Nationally, 2 in 3 Canadians say B.C. is wrong to try to stop pipeline from moving forward

Support for the Kinder Morgan project has risen to 54 per cent in B.C.

A new poll says more than half of British Columbians now support the Trans Mountain pipeline expansion project, with the number of backers rising even as the provincial government digs in its heels on the battle to stop the project from moving forward.

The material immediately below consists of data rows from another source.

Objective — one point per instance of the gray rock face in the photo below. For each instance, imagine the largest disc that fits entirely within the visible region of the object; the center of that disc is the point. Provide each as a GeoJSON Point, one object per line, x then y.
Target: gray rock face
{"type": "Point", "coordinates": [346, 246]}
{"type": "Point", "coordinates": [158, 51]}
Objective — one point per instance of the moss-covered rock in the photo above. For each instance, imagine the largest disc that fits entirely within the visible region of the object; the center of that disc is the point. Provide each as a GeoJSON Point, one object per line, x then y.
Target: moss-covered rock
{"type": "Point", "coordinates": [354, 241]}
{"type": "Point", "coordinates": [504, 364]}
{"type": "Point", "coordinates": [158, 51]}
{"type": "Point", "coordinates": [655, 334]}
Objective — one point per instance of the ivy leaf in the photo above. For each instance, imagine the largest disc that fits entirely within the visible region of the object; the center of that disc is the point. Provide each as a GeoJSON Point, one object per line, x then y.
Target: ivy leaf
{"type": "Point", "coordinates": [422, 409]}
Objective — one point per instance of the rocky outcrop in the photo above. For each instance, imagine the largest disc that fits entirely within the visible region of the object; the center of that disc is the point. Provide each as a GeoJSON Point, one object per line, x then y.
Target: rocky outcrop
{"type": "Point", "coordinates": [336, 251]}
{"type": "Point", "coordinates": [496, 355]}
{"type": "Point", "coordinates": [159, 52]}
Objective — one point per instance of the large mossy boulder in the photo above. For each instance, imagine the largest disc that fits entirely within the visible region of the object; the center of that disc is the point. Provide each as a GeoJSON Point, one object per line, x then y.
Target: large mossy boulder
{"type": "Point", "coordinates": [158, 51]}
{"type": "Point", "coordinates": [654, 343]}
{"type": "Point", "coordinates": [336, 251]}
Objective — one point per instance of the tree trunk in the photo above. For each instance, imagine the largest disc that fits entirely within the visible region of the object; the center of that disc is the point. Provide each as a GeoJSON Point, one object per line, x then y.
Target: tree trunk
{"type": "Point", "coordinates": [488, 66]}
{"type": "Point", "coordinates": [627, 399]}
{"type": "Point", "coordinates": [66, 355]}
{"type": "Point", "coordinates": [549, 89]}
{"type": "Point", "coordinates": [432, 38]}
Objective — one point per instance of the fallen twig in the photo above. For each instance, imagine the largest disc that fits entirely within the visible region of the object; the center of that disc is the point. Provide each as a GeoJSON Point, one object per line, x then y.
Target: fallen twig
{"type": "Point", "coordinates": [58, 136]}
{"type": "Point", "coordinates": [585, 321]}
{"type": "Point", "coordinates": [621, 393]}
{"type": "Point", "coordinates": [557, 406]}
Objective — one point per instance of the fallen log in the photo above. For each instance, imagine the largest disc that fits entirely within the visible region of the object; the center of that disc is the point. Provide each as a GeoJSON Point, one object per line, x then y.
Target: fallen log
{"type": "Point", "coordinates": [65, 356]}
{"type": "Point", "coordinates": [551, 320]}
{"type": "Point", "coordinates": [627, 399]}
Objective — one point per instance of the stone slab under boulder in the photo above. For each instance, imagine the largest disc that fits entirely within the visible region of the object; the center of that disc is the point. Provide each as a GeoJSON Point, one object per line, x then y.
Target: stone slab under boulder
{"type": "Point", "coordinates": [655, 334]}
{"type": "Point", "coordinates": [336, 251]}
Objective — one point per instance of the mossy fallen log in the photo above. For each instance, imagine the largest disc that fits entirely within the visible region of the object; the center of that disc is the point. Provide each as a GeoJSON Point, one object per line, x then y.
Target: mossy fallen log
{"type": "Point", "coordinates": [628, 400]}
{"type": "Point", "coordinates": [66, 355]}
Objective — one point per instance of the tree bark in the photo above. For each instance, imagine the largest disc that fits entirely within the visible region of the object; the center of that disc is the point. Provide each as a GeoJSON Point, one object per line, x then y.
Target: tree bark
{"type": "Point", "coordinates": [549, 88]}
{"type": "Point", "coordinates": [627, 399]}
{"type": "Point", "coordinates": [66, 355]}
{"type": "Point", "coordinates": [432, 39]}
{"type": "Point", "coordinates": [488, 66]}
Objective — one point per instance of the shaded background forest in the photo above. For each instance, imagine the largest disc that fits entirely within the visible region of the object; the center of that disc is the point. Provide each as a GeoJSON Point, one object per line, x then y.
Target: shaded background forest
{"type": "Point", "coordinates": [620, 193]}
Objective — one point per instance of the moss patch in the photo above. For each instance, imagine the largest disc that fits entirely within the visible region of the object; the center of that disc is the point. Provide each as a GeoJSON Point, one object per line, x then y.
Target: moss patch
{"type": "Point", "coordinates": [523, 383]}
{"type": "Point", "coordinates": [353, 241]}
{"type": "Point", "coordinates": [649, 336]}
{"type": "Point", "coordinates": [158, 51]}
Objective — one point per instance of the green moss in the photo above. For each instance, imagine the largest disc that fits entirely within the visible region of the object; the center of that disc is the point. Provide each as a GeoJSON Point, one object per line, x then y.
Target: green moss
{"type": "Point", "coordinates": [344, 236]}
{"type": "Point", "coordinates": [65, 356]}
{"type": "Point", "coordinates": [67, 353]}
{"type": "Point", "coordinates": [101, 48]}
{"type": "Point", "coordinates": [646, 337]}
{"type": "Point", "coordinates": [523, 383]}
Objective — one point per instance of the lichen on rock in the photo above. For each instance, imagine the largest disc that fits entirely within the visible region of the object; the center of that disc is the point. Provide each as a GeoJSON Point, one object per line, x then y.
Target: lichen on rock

Support for the Kinder Morgan project has risen to 54 per cent in B.C., according to the Angus Reid Institute — up six per cent from February.

BC support for project is spread across the province, 50% in Vancouver area, rising to 60% elsewhere

The online survey, conducted with 2,125 Canadian adults on Monday and Tuesday, found that those in favour are spread across the province: about half of respondents in Metro Vancouver and on Vancouver Island said they would support the project, with the number rising to 60 per cent in the rest of B.C.

The approval, according to the poll, doesn’t mean British Columbians don’t have concerns.

Both sides — BC supporters and opponents to project — are equally worried about inlet tanker spill

A new poll from the Angus Reid Institute found British Columbians are still worried about the risks associated with a tanker spill in the inlet. (Jonathan Hayward/Canadian Press). Asked to say which potential risk worried them most, more than half of respondents — both those opposed and in favour of the project — chose an oil tanker spill.

Only 12% said they weren’t troubled by risks

Only 12 per cent said they weren’t troubled by the other risks, including pipeline construction, a pipeline spill or increased tanker traffic distracting from B.C.’s “natural beauty.”

35% of BC residents say risks outweigh benefits; 35% say the opposite; 30% says risks/benefits are even

West Coasters were split three ways when it came to weighing environmental risk against economic gain: 35 per cent said risk outweighs benefit, while the same number said the exact opposite. The remaining 30 per cent said the risks and benefits are equal.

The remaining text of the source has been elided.